No, actually it turns out that shrikes are a type of bird that catches their prey and then impales it on a thorn or a stick or somewhere to hang out and rot for a little bit before they eat it.  Mostly they do this with things like semi-toxic grasshoppers to let the toxins decay and become less harmful.  But apparently some will do it with things like lizards?

I have to admit, I have my doubts that there was a shrike big enough to catch field rats hanging out in Colorado in the middle of winter.  But, I did get to learn that the world of birds is more interesting than I had previously appreciated.

1.3  How I learned my future husband lived across the hall from me.

This is a favorite story, because one always likes to have a great story about how they met their spouse, right?

So, it was my first year in grad school, and I was living in a new place and mostly pretty excited, but also a little bummed about a couple of things, such as no longer being able to take dance lessons from the teacher I’d studied with for seven years back in Montana.  Then there’s an email sent out to the Colorado grad-student email list that there’s a group that meets on campus for lessons in Tango.  That sounds intriguing, and probably fun.  Also, I really suck at meeting people (guys), and this seems like probably an opportunity I should at least try out.  I make myself go to one of the classes because it would obviously be stupid not to and I would be really annoyed with myself if I didn’t go.

And, I am definitely still socially-awkward me when I get there.  But, since it’s a dance class I still get to dance with people, so yay for that.  I don’t know how to connect with anybody there, but there is one really gorgeous guy in the class who a) obviously knows what he’s doing dance-wise and isn’t just shuffling around like most of the guys there, and b) actually comes up and talks to me.  And then he goes away shortly afterward.  (He likes the tell the story saying that I wouldn’t talk to him; but I was actually super-thrilled he was talking to me; I just had zero idea, at that point, how to talk to people in a such a way as might convey that fact.)

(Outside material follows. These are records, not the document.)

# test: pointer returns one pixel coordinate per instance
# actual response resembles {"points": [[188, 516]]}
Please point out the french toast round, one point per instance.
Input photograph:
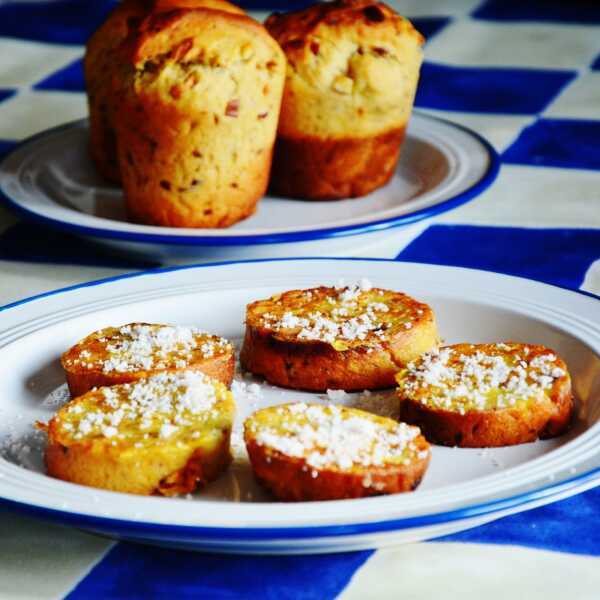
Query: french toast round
{"points": [[304, 452], [353, 67], [486, 395], [347, 337], [101, 69], [197, 119], [116, 355], [167, 434]]}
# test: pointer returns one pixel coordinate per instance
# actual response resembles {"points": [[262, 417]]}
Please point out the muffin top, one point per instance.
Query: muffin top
{"points": [[351, 64], [343, 316]]}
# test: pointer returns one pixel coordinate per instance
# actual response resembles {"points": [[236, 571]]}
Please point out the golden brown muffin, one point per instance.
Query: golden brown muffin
{"points": [[198, 117], [349, 338], [164, 435], [306, 452], [353, 67], [101, 64], [123, 354], [479, 395]]}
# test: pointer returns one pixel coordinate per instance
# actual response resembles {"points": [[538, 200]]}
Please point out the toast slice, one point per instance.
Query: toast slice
{"points": [[138, 350], [480, 395], [306, 452], [347, 337], [167, 435]]}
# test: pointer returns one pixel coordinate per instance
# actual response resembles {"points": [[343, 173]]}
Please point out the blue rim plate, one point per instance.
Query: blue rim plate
{"points": [[461, 488], [49, 179]]}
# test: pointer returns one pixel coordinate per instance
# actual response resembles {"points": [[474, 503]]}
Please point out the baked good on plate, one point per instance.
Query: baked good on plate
{"points": [[314, 452], [200, 98], [121, 354], [478, 395], [353, 67], [102, 64], [347, 337], [167, 434]]}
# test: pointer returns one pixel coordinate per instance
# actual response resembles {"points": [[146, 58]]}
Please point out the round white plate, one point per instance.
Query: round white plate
{"points": [[462, 487], [50, 179]]}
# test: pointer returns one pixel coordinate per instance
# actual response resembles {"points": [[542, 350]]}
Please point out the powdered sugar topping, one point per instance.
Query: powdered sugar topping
{"points": [[152, 408], [480, 377], [344, 314]]}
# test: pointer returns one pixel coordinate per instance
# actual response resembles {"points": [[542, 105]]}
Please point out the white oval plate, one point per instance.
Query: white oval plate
{"points": [[463, 487], [51, 179]]}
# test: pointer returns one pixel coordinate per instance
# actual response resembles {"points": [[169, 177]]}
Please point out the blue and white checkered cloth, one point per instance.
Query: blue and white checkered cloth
{"points": [[526, 75]]}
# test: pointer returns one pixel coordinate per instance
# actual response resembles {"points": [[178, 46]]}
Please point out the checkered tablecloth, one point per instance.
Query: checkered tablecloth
{"points": [[524, 74]]}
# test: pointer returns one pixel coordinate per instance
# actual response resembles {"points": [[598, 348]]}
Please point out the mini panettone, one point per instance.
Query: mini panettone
{"points": [[135, 351], [350, 337], [101, 65], [479, 395], [353, 67], [200, 97]]}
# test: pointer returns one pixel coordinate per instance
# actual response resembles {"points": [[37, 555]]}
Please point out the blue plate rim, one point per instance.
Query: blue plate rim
{"points": [[203, 533], [487, 178]]}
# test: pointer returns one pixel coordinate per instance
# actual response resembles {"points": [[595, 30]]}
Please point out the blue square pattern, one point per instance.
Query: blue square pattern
{"points": [[511, 250], [540, 10], [67, 79], [59, 21], [489, 90], [566, 143], [138, 572], [5, 147]]}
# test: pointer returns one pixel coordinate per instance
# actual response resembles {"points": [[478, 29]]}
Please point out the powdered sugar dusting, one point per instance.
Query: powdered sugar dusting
{"points": [[140, 346], [483, 377], [335, 437], [343, 314], [157, 407]]}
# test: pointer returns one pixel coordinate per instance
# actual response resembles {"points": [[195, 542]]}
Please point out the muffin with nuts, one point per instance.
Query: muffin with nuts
{"points": [[198, 95], [99, 68], [101, 64], [353, 67]]}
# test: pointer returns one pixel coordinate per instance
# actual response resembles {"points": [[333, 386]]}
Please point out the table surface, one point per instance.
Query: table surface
{"points": [[525, 75]]}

A bit later, the tango group is planning an outing to head to a more professional class at some place called The Merc(https://www.mercurycafe.com/), and if anybody needs a ride, they should show up to the usual spot and rides will be offered.  Again, I make myself go, even though I don’t actually know where we’re going (hint: Denver, 30 miles away!), and the really gorgeous guy is there as one of the people offering a ride!  I make sure that the ride I get is from him (go me).

And yes, it turns out that he’s awesome to chat with and awesome to dance with, and on the highway heading out of town, we pass the turn-off to my neighborhood, which I point to and say that I live back that way to give him an idea where to drop me home later.

That neighborhood is actually in a slightly tricky place to get to, roads-and-exit-ramps-wise, but later that night he’s driving me home and heads straight there.  I point to the next turn to take, and then to the building my apartment’s in.  But, before we get close enough for him to drop me off, he blurts, ‘You don’t live on the 3rd floor, do you?’  Because at that point he’s actually really nervous.  Because that’s the building he lives in; and he’s realized he’s basically going to be following me into the building; and he’d really rather not make it seem like he’s stalking me all the way home.

But, of course, I do live on the 3rd floor.  Actually, if my apartment was shifted over by just one door, then we would live directly across from each other.  (And all summer he’d been wondering who the new person was who kept ordering things from amazon and then leaving them on their doorstep for a really long time.)  (Slightly later, I find out we work in the same building, too…)

Which is all super useful, because I still at that point suck at talking to people, and definitely suck at getting up the nerve to talk to guys, and if he hadn’t been right there who knows what would’ve happened.  But instead it all turned out perfectly.